Participants and demographics

Table S1 lists the demographic and clinical information of all 1100 participants (558 SZs and 542 age and gender-matched HCs) in this study. The subjects were within the 18–45 age range, right-handed who were screened for ethical clearance, with only Chinese Han people recruited from seven sites in China with the same recruitment criterion, including Peking University Sixth Hospital (Site 1); Beijing Huilongguan Hospital (Site 2); Xinxiang Hospital Simens (Site 3); Xinxiang Hospital GE (Site 4); Xijing Hospital (Site 5); Renmin Hospital of Wuhan University (Site 6); Zhumadian Psychiatric Hospital (Site 7).

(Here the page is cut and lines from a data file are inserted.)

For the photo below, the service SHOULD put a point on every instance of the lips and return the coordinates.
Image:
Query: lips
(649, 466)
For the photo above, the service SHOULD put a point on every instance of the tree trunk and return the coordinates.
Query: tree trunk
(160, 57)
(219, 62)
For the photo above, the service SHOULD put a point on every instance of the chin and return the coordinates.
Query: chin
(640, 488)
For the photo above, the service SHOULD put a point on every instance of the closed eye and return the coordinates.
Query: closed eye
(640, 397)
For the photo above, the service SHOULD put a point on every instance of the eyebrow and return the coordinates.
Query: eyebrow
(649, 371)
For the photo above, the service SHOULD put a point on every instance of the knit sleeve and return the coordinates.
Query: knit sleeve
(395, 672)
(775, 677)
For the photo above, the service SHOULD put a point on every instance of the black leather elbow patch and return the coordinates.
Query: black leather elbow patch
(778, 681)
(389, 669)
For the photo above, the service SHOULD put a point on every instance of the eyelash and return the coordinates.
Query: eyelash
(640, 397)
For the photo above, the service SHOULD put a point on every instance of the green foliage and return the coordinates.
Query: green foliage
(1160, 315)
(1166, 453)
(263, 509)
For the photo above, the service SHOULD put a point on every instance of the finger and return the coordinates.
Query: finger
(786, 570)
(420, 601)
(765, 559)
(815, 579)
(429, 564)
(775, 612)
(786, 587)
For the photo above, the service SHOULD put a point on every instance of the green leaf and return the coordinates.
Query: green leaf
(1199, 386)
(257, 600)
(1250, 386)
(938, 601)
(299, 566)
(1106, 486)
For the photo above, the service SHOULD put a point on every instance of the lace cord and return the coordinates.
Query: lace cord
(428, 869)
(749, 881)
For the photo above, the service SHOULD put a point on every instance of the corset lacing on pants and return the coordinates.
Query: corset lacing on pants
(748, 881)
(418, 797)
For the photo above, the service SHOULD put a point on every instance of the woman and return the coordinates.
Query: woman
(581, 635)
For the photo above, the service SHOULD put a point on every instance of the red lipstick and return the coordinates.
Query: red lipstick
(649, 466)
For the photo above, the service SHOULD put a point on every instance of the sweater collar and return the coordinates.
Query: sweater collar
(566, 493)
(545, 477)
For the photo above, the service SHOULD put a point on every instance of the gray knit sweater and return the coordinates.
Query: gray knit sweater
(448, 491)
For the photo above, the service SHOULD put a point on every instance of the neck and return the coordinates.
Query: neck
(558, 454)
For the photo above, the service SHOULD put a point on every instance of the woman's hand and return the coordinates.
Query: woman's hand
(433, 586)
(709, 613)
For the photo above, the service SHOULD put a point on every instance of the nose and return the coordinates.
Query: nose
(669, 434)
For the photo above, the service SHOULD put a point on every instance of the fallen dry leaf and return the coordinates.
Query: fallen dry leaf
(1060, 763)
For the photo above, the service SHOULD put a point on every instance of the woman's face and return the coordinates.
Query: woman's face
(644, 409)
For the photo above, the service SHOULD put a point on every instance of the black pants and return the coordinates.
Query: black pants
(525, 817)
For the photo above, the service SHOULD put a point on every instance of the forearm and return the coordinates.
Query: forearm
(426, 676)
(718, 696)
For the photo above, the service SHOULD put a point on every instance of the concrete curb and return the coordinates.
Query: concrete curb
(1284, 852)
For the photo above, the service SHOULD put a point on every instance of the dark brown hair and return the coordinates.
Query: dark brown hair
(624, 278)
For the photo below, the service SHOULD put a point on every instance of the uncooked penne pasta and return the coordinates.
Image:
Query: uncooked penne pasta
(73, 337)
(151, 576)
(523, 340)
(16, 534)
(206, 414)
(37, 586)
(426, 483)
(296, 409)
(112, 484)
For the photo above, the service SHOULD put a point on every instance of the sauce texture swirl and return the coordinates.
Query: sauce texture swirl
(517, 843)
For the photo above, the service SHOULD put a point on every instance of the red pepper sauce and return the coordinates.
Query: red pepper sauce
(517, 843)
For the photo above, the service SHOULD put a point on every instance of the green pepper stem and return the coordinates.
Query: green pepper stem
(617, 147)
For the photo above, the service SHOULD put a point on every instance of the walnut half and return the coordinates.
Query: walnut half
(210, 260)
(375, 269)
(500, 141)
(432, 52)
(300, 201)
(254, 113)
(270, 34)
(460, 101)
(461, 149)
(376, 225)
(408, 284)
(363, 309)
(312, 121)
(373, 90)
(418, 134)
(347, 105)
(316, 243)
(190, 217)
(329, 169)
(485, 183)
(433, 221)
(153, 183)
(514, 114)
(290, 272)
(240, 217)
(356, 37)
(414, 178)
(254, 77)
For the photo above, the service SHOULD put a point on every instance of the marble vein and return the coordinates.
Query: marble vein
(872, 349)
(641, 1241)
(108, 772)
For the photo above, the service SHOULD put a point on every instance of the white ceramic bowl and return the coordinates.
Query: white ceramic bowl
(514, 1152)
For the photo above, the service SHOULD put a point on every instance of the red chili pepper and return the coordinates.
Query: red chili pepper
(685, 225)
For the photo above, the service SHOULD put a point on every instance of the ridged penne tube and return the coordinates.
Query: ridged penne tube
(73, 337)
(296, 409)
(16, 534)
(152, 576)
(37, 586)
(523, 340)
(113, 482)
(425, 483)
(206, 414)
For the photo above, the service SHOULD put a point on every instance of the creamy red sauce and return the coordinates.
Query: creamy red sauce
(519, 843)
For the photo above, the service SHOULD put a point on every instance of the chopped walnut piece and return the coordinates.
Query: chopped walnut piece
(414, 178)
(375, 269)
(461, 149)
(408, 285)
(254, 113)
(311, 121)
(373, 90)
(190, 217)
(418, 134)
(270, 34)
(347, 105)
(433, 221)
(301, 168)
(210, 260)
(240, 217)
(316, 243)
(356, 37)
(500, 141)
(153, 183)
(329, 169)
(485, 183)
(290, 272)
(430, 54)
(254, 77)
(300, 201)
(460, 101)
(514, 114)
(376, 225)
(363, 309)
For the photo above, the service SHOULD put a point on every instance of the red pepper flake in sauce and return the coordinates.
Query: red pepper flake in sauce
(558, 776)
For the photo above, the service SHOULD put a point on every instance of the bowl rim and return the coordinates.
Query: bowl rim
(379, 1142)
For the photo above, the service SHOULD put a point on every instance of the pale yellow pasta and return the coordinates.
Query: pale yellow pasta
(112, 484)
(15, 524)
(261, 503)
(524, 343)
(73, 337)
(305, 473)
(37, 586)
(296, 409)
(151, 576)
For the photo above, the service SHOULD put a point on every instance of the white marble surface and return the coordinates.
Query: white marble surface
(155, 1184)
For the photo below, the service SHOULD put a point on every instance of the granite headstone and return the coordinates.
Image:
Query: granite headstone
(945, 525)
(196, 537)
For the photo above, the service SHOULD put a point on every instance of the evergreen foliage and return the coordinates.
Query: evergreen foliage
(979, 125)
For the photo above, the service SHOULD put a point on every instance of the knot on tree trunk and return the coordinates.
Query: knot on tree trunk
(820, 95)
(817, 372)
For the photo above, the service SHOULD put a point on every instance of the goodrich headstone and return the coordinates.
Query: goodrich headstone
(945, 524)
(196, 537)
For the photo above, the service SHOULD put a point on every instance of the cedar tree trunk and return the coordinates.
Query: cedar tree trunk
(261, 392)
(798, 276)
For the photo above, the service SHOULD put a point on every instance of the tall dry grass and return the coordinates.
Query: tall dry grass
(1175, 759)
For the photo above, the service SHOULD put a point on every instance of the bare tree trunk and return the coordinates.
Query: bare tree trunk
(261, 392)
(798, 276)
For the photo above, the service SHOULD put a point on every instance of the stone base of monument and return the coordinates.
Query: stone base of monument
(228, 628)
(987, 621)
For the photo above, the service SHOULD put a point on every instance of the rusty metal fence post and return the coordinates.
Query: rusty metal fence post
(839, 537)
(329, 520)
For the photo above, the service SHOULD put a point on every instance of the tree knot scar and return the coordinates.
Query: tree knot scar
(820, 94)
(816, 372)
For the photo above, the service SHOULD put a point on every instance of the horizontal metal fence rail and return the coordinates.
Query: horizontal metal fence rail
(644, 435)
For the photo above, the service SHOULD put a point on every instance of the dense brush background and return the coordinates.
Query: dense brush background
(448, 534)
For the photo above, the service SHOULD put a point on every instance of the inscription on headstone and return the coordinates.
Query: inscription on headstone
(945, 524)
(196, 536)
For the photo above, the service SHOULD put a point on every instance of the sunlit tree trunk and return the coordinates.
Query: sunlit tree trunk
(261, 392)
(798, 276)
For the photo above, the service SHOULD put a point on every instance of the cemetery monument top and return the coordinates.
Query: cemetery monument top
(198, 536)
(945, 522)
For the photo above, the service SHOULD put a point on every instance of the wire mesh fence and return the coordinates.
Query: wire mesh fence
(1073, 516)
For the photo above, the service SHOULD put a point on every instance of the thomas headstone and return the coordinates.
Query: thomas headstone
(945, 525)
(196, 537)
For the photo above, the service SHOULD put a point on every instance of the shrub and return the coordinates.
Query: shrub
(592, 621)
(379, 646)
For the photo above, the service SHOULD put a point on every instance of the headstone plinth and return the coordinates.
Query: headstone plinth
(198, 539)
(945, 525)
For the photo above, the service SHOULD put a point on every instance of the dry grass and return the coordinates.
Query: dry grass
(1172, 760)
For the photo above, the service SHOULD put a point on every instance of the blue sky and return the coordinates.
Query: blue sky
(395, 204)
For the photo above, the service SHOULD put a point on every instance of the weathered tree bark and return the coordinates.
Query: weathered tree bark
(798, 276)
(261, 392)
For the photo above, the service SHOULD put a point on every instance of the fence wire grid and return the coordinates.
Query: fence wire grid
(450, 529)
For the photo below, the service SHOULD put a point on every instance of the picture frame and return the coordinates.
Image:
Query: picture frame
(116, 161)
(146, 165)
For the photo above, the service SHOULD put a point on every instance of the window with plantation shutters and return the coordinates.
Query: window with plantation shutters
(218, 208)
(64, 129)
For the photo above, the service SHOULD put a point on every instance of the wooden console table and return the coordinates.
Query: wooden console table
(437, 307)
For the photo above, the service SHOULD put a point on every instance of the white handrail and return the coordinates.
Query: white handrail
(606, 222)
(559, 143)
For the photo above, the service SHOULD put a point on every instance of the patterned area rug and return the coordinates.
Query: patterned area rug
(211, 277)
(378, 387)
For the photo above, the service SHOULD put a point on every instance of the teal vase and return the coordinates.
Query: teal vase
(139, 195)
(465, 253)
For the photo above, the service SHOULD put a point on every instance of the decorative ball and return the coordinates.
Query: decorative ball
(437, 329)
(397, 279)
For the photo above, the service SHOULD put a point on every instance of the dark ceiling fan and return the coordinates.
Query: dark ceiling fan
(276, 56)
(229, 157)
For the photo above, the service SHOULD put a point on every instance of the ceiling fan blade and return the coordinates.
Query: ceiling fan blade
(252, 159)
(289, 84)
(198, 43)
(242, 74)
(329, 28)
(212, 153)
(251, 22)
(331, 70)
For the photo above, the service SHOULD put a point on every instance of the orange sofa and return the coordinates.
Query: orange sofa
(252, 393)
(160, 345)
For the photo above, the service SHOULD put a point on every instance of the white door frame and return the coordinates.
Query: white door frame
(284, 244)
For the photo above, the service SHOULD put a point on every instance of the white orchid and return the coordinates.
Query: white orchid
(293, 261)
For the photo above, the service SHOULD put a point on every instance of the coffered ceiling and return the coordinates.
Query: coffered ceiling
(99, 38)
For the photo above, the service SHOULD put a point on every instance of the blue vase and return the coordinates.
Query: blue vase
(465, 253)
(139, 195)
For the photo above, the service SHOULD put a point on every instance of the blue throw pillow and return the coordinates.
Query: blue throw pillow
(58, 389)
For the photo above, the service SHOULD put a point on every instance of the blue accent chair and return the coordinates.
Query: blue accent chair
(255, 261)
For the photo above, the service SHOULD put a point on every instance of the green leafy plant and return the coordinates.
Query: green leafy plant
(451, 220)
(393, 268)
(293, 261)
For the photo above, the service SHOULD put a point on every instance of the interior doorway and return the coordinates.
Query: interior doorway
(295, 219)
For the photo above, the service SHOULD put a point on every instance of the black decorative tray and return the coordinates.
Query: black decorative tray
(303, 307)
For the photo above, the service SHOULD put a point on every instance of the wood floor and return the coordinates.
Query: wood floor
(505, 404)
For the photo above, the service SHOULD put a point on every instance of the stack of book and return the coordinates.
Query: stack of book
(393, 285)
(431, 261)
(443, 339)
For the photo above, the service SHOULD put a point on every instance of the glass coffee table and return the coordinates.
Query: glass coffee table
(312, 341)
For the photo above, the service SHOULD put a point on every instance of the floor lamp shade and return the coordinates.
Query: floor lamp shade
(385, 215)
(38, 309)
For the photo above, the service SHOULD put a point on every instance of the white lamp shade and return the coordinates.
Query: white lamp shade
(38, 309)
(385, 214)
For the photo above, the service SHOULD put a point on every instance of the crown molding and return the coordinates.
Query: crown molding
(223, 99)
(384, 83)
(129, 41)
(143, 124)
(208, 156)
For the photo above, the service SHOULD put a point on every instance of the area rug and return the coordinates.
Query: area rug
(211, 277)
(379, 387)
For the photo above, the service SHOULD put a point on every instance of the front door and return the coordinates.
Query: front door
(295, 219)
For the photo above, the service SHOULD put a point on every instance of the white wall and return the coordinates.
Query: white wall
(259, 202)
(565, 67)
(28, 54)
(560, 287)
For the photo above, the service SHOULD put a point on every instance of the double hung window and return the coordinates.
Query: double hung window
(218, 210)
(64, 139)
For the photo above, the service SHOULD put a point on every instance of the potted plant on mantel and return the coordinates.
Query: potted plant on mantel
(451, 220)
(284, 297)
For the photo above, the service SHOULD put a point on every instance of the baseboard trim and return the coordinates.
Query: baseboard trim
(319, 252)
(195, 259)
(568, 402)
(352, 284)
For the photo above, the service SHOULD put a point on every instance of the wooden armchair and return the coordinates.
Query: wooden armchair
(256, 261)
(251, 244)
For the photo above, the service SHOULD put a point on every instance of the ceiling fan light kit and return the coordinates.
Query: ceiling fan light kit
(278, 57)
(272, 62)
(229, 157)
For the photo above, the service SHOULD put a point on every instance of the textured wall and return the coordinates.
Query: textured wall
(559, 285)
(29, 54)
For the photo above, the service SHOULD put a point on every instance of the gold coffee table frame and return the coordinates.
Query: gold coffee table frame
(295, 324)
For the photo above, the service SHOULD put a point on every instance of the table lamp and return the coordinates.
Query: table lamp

Each site received approval from their respective research ethics boards and written informed consents were obtained from all study participants. All the SZ patients were evaluated based on the Structured Clinical Interview for DSM disorders (SCID) and diagnosed by experienced psychiatrists according to the criteria of DSM-IV-TR. All the HCs were recruited from the same local geographical areas as the patients cohort through local advertisement and were free of Axis I or II disorders (SCID-Nonpatient) Additional exclusion criteria include factors such as current or past neurological illness, substance abuse or dependence, pregnancy, and prior electroconvulsive therapy or head injury resulting in loss of consciousness.

Image acquisition

The resting state fMRI data were collected with the following three different types of scanners: 3·0 T Siemens Trio Tim Scanner (Siemens; Site 1, 2 & 5), 3·0 T Siemens Verio Scanner (Siemens; Site 3), and 3·0 T Signa HDx GE Scanner (General Electric; Site 4, 6 & 7). To ensure equivalent, coincident and high-quality data acquisition, the scanning protocols for all the seven sites were set up by the same experienced experts [6]. Subjects were instructed to relax and lie still in the scanner while remaining calm and awake. More details of scanning parameters are listed in Supplementary Table S4.

Data preprocessing and IC extraction

The rsfMRI data were preprocessed according to the procedures which were the same as we did in [6] using SPM8 software (http://www.fil.ion.ucl.ac.uk/spm/). For each participant, the first ten volumes of each scan time series were discarded to ensure magnetization equilibrium. The remaining resting state volumes were first corrected by the acquisition time delay of different slices and then realigned to the first volume for head-motion correction [22]. For each subject, the translation of head motion was <3 mm and the rotation of head motion did not exceed 3° in all axes through the whole scanning process. Subsequently, the images were spatially normalized to EPI template conforming to the Montreal Neurological Institute (MNI) space. The data (originally collected at 3·44 mm × 3·44 mm × 4·60 mm) were then resliced to a voxel size of 3 mm × 3 mm × 3 mm, resulting in 53 × 63 × 46 voxels for each image. Subsequently, group ICA toolbox (GIFT, http://mialab.mrn.org/software/gift) was used to perform GIG-ICA [23] on the preprocessed fMRI data. 50 ICs were characterized as intrinsic connectivity networks (ICNs) after removing those ICs corresponding to physiological, movement-related or imaging artifacts, and their spatial maps (SMs) are listed in the Supplementary file Fig. S3. According to previous work [24,25], the control of movement-related artifacts should be stringent for the analysis of time courses of fMRI data. We compared the mean of framewise displacement (FD) for HC and SZ groups. The mean FD for HC and SZ are 0·137±0·071 and 0·142±0·085 respectively, with no significant group differences (P = .98, two-sample t-tests) existing. In our preprocessing, as did in previous work, nuisance covariates including six head motion parameters, mean FD, white matter signal, cerebrospinal fluid signal, and global mean signal were all regressed out [24,26,27]. Two covariants (age and gender) which may have potential confounding effects were also regressed out. Then the time courses were stacked to form a matrix with dimensions of [No. Subjects] × [No. Time courses] × [No. Independent components or ROIs)] which was then used to calculate the FNC matrix or to train the MsRNN model directly.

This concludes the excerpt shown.